La virtuosité pianistique appartient au genre de la musique
instrumentale, en plein essor dans la musique européenne de
la première moitié du XIXe siècle. Pourtant, du fait de ses
caractéristiques d'exécution et de démonstration, elle cumule
les désavantages de la musique instrumentale (pas de mot,
donc pas de sens), et ceux de la musique vocale dramatique
(elle serait du côté de la gesticulation plus que de l'expression).
Comment, sur les bases de la philosophie romantique
allemande, en particulier d'E.T.A. Hoffmann - la musique
instrumentale et la virtuosité pianistique acquièrent-elles en
France un nouveau statut ?
Les détracteurs de la virtuosité trouvent une tribune dans la
Revue musicale de Fétis, qui constitue notre première source.
Le virtuose romantique de son côté n'est plus seulement
exécutant, mais aussi artiste créateur, et, à ce titre, également
parfois écrivain. Les écrits de Liszt constituent donc notre
seconde source.
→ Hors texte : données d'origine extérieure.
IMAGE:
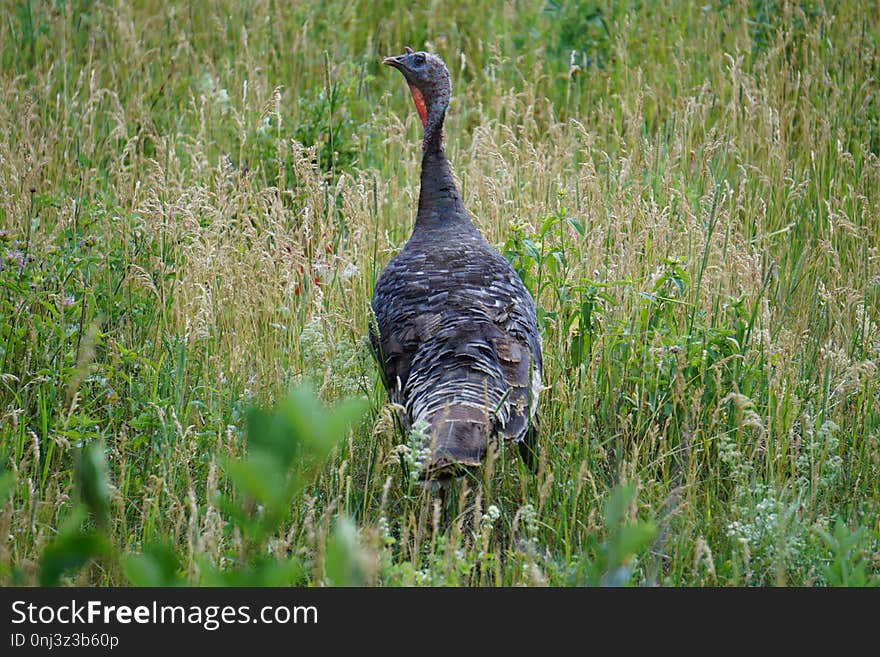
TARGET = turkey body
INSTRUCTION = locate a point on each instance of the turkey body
(455, 331)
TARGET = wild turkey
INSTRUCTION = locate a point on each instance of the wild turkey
(457, 337)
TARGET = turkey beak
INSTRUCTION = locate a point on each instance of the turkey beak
(394, 61)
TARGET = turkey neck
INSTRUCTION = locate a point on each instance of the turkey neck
(440, 206)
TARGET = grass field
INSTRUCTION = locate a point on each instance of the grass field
(195, 205)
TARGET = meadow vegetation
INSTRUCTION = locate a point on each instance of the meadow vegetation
(195, 204)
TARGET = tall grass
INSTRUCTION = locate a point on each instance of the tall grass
(195, 205)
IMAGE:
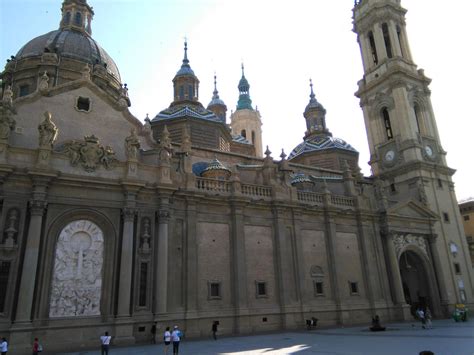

Les écrits critiques de ces musiciens
permettent d'étudier la rencontre des deux arts, à une époque où
la musique instrumentale commence à être jugée à l'aune de la
littérature, où naît une intense réflexion sur les places respectives
de la littérature et de la musique dans la création artistique : la
musique, art de divertissement, tire-t-elle son statut artistique de
la littérature ? Comment et quand a-t-elle acquis son statut de
création autonome, indépendante de l'art poétique ?
Un nouveau type de musicien apparaît alors, dont Liszt est le
modèle, qui se soucie du «sens» de l'art musical et aspire au
«renouvellement de la musique par son alliance avec la poésie».